Yes, as I mentioned, my friends call me Penny.

Sorry, no photos of the climb or descent along the auto road. Its windy and steep, but not at all scary for those afraid of heights (I won’t name names).

I must have hit something on my camera to get this blue tone, but it’s kind of cool, don’t you think?


Oops, back to gray. Don’t know what happened there.

Yes, Greg was at the top of Mount Battie:

And so was I:

Would you like to know a little more about historic Mount Battie? For instance, that a carriage road was built in 1897 by Columbus Bushwell, who built a hotel there named Summit House?

It became a social club for the residents, but was destroyed by fire in 1918.

Here is a PDF with the rest of the history of Battie, including of the stone tower and the Edna St. Vincent Millay poem.

More views:

The Tower:

I am being Rapunzel and letting down my hair.

Back on the ground is a marker:

Edna St.
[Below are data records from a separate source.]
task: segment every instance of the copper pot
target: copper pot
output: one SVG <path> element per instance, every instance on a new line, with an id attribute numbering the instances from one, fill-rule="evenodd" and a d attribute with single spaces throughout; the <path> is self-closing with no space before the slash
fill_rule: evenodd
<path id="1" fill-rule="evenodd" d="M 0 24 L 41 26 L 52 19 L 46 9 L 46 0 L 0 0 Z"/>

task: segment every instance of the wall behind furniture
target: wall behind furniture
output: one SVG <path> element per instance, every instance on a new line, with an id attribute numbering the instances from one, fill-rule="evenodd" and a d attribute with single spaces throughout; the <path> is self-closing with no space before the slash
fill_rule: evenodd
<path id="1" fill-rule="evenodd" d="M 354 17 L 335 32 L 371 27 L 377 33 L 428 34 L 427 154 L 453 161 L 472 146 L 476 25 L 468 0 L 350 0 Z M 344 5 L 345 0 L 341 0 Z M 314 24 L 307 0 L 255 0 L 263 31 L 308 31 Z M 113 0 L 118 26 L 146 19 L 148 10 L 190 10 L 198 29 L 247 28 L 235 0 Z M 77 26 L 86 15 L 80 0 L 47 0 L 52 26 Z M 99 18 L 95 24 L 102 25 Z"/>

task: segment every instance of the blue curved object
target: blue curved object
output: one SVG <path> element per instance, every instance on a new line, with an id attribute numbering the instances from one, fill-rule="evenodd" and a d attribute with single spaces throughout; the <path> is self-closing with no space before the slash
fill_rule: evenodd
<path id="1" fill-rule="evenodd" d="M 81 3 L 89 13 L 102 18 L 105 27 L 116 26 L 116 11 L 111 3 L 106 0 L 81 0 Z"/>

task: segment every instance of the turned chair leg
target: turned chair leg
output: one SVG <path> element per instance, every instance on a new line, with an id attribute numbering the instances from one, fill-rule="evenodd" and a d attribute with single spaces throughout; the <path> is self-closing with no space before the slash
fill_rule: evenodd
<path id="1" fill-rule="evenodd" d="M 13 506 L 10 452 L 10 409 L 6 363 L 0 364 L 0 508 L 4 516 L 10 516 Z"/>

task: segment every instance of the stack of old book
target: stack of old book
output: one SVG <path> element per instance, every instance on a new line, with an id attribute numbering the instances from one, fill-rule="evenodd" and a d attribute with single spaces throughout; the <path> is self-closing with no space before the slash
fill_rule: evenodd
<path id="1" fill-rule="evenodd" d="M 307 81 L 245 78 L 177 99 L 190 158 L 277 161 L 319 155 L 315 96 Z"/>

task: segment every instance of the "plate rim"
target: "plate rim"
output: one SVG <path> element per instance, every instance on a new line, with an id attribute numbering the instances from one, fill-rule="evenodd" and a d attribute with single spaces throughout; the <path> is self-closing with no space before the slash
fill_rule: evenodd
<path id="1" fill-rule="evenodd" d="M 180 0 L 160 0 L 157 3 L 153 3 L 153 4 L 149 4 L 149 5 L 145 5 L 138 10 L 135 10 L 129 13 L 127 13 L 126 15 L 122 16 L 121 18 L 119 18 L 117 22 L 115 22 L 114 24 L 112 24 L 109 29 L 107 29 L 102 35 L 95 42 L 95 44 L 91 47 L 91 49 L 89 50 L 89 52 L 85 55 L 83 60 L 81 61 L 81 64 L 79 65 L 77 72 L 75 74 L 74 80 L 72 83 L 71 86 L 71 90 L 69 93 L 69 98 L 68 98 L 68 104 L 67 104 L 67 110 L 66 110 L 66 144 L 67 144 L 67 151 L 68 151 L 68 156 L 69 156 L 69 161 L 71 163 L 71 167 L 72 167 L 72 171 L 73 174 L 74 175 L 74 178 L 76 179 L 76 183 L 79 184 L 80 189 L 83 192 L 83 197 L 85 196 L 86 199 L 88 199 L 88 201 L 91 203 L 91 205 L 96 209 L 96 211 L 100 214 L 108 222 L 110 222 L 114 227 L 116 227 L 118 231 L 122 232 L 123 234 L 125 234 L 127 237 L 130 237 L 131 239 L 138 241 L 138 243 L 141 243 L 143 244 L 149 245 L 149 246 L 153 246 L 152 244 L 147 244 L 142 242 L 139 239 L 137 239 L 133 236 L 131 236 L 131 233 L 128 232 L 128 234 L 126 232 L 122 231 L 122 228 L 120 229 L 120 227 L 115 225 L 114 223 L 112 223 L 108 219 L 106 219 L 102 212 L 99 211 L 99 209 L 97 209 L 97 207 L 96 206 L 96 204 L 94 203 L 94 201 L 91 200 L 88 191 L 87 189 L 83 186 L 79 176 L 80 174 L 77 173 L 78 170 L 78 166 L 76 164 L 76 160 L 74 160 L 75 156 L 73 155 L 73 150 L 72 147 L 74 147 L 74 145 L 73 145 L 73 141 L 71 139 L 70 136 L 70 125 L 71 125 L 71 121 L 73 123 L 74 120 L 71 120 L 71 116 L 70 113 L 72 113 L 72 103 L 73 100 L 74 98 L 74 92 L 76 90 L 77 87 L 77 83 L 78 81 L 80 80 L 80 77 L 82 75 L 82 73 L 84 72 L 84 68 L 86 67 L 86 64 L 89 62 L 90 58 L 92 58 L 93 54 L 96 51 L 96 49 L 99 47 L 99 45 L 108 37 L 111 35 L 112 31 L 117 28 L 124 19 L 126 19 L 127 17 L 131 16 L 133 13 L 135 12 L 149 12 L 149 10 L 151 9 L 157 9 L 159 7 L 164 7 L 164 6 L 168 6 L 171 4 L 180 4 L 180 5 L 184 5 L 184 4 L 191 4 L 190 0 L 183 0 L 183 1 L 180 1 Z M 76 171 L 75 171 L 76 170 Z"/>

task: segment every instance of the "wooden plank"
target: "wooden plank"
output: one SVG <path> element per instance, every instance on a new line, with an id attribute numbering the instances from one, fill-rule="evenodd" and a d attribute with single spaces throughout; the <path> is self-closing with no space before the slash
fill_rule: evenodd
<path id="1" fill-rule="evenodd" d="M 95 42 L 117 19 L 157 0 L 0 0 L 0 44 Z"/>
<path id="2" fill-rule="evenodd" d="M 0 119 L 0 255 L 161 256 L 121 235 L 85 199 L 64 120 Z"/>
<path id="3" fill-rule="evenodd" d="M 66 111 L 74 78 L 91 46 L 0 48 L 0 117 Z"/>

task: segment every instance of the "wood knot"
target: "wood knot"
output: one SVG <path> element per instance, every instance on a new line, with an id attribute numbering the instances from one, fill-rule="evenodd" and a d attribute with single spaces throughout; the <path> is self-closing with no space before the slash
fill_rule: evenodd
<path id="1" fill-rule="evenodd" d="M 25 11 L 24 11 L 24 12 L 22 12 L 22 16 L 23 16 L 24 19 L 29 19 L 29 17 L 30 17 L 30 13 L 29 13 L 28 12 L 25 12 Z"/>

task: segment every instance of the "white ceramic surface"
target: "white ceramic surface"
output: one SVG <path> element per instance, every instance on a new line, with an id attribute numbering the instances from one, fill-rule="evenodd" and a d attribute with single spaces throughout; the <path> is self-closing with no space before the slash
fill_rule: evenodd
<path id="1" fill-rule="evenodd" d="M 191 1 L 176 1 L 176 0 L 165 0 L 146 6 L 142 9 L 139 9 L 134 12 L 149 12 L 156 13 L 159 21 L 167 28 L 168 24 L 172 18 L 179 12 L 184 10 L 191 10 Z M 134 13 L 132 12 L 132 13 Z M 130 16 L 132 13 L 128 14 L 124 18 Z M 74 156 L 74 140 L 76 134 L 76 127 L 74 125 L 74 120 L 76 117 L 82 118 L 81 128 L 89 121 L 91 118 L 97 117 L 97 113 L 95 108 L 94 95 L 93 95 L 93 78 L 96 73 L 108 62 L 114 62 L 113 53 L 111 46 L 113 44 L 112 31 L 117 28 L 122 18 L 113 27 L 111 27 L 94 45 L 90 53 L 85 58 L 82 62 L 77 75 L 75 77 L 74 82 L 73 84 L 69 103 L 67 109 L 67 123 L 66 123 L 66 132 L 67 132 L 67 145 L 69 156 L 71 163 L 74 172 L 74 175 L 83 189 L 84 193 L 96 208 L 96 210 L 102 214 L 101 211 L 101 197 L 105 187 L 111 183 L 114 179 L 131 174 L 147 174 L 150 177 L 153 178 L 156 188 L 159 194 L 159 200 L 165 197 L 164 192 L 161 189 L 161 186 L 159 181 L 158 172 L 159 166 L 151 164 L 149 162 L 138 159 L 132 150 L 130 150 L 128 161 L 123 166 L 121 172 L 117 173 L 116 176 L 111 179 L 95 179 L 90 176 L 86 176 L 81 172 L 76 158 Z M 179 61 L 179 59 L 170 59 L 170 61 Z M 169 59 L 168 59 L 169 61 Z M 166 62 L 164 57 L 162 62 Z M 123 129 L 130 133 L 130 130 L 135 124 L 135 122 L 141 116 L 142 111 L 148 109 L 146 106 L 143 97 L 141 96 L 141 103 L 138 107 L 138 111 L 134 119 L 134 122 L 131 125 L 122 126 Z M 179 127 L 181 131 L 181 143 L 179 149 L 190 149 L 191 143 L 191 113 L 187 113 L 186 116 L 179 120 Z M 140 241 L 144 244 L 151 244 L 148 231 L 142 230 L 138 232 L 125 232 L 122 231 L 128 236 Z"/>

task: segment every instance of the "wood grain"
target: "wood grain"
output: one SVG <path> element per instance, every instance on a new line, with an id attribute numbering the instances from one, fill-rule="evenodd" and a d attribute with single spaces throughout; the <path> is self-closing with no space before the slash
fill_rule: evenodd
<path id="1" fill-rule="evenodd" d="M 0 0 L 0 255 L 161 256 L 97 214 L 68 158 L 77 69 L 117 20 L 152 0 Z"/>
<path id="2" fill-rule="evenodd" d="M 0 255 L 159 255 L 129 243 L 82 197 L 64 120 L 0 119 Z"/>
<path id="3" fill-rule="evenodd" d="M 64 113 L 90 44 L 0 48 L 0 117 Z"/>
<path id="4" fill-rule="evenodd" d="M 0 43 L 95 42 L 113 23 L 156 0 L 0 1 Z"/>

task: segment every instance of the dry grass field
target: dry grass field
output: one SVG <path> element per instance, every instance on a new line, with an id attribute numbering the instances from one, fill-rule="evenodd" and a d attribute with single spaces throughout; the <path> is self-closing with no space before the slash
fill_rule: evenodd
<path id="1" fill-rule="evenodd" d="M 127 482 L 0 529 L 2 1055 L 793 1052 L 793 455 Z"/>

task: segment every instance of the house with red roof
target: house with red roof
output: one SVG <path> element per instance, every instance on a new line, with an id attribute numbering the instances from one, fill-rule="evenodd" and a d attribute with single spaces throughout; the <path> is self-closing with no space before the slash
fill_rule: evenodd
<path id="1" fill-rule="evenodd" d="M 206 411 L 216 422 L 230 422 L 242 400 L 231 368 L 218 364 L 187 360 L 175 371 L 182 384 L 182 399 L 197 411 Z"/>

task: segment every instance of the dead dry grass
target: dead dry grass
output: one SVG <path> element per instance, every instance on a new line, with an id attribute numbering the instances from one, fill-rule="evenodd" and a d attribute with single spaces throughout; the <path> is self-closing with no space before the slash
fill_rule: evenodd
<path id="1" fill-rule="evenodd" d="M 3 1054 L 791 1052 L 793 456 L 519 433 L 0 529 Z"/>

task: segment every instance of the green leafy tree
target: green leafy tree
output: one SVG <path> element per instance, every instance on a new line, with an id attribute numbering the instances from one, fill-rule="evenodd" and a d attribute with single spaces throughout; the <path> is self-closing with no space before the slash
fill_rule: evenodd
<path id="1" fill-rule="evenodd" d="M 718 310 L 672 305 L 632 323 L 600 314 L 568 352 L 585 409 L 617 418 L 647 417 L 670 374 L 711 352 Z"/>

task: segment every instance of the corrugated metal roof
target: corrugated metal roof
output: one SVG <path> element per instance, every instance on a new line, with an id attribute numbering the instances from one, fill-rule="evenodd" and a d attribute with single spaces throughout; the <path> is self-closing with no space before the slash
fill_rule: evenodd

Vincent Millay is said to have written Renasance from the top of Mount Battie.

The first stanza:

ALL I could see from where I stood
Was three long mountains and a wood;
I turned and looked the other way,
And saw three islands in a bay.
So with my eyes I traced the line 5
Of the horizon, thin and fine,
Straight around till I was come
Back to where I’d started from;
And all I saw from where I stood
Was three long mountains and a wood.